We take the stairs down.
Step by step. Deeper.
The stairwell tightens as we descend. Stone walls close in, sweating faint moisture that darkens the edges of the steps. Liquid lanterns sit at fixed intervals, their light thin, barely enough to outline where to place our feet. They don't flicker. They don't warm the air.
A door comes into view.
Steel. Thick. Clean.
Gary slows.
"Not through there," he says quietly. "That's the fourth floor."
"Still further down?" I ask.
"Yes."
We walk past it and continue down, Gary's back never leaves our sight.
Ashlynn looks past him, into the stairwell's throat. "Will we ever go through the fourth floor?"
Gary doesn't answer at first. He keeps walking.

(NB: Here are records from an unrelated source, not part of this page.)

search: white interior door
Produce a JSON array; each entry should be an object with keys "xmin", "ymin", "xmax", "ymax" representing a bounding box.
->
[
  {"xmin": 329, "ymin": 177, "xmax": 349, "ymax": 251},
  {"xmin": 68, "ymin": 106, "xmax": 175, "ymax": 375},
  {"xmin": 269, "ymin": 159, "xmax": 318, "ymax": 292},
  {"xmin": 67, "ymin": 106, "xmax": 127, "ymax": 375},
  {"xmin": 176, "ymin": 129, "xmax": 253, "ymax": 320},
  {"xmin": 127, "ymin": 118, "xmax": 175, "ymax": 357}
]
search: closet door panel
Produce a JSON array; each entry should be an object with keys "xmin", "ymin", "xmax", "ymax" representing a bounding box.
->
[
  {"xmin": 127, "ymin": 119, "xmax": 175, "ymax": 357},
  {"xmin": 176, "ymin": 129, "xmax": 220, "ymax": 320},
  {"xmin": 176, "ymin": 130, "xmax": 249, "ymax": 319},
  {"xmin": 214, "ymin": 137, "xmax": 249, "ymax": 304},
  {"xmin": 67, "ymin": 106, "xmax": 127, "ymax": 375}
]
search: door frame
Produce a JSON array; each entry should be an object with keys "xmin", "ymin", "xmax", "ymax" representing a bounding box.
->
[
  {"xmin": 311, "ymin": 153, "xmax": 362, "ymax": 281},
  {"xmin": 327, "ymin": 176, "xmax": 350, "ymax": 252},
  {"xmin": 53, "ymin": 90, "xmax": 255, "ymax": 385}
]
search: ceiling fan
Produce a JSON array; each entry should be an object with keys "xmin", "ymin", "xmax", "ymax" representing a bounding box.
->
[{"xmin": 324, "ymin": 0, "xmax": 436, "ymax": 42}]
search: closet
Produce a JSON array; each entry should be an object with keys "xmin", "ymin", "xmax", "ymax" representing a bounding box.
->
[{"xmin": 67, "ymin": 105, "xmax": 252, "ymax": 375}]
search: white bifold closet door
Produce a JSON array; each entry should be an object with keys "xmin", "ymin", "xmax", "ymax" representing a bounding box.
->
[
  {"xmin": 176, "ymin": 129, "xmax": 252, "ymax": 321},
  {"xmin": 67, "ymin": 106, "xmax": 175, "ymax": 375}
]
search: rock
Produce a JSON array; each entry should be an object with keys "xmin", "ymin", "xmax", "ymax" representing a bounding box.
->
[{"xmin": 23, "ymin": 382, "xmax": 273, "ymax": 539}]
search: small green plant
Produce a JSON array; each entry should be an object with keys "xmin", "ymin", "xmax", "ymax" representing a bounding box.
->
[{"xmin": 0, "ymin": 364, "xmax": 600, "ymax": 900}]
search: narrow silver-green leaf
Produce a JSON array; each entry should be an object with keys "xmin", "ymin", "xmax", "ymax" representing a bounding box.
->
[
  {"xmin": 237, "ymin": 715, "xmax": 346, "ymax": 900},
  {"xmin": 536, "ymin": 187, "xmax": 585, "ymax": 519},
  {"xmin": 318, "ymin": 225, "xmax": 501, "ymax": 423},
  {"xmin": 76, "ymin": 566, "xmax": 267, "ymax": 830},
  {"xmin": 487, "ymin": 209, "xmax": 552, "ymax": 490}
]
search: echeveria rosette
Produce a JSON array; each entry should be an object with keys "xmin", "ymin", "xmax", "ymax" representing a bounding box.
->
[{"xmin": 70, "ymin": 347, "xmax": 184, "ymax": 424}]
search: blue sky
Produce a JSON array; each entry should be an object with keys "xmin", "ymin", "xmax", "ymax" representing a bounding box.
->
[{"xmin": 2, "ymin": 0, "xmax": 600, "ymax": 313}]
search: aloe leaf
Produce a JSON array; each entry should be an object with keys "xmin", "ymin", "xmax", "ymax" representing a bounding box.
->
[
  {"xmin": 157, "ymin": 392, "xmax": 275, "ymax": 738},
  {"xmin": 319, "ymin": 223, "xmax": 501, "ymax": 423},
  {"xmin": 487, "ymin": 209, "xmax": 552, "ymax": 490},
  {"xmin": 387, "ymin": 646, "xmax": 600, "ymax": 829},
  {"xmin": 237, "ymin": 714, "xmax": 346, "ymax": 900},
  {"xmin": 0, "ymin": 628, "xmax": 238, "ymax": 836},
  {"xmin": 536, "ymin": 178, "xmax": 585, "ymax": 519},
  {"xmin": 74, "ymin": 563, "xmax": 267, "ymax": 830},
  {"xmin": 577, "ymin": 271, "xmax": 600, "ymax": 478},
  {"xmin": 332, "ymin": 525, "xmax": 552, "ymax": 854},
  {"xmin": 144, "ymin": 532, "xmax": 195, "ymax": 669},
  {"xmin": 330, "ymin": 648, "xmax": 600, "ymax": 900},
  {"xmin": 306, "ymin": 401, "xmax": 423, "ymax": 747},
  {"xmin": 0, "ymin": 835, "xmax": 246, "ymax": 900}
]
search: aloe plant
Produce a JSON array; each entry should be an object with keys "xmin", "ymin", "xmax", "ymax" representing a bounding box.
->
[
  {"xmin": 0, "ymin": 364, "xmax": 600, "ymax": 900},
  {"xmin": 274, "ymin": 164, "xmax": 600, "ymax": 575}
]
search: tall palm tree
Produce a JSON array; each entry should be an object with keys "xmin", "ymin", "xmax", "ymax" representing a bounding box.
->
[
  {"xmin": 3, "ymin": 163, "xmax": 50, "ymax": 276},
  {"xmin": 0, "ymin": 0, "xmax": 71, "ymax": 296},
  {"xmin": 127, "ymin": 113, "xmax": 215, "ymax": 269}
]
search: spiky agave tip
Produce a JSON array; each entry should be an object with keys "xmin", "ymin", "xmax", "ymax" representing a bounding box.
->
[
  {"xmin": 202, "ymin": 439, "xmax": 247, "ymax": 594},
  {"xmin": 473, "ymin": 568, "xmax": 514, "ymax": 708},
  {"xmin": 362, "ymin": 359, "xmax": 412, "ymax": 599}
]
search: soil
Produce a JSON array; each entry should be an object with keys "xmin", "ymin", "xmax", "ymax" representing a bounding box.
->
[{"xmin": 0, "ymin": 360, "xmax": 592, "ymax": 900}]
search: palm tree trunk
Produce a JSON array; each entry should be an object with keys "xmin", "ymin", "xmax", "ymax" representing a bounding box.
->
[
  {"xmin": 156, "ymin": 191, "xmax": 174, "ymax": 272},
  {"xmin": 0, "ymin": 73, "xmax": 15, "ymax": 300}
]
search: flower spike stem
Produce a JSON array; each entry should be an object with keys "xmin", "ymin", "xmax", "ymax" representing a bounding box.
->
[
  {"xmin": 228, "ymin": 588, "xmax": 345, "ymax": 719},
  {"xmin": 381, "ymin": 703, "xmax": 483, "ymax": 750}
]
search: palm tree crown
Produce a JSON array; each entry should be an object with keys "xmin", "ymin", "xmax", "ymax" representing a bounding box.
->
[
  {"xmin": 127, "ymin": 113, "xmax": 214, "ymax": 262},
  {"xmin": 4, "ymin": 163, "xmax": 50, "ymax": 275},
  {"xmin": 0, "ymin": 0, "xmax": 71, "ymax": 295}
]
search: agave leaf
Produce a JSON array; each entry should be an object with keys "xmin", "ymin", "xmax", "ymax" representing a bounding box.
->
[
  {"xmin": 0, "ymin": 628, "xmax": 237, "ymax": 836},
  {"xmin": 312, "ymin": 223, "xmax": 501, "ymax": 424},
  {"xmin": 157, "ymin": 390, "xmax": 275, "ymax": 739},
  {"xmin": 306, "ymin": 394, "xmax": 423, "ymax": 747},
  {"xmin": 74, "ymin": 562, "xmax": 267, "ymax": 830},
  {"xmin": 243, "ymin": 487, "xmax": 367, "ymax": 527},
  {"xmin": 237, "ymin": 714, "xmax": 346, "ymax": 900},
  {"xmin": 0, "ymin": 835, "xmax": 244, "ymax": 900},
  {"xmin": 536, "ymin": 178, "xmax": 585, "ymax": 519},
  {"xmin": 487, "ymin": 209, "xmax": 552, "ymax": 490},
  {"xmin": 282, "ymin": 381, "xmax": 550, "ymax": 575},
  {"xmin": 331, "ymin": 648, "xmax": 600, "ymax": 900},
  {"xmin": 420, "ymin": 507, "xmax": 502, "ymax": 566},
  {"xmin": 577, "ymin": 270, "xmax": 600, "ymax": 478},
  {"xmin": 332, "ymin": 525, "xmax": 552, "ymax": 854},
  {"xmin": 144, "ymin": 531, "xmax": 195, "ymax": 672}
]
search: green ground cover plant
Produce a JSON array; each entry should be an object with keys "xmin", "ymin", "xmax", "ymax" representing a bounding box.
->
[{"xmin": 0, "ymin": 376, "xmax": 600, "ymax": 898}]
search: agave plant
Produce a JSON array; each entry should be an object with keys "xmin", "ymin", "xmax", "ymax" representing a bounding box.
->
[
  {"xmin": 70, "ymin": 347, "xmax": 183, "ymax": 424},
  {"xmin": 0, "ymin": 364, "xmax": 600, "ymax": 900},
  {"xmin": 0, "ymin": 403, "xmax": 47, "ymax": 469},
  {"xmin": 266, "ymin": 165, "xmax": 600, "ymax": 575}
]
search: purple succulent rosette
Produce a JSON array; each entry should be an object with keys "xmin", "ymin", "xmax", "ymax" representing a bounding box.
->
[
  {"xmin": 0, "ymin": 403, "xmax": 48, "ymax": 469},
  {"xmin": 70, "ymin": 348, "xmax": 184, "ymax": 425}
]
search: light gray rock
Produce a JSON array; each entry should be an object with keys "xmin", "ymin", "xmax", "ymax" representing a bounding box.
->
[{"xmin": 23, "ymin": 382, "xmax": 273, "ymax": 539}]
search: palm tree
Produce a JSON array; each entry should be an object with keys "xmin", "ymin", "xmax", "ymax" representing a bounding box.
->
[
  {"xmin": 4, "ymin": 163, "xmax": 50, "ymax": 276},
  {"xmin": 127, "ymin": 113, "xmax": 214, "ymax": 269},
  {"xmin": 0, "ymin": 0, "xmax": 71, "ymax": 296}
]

"We'll go there when we go there," his tone flat.
The stairs continue.
Each step weighs more than the last. Our boots sound wrong here—too loud, too sharp. The echoes stretch downward and don't return the same way. I start counting without meaning to. Lose the count. Start again. Lose it faster.
The stairwell ends.
The fifth floor.
A final landing. No further descent. The stone here is darker, smoother, worn by long use—and longer neglect. A steel door blocks the way forward. Its surface is polished. It reflects us.
Painted at its center: a blue eye.
The shape stops me.
The color follows.
My chest tightens before I know why.
I've seen it before. In the red notebook. Not drawn carefully—pressed, repeated, almost stamped.
Seeing it here makes the space feel smaller. Like the walls have shifted while we weren't looking.
Gary reaches for his key. Slide it into the keyhole.
Metal scrapes.
He frowns and tries again. Slower this time.
"It doesn't fit."
He pulls the key free, staring at it like it betrayed him.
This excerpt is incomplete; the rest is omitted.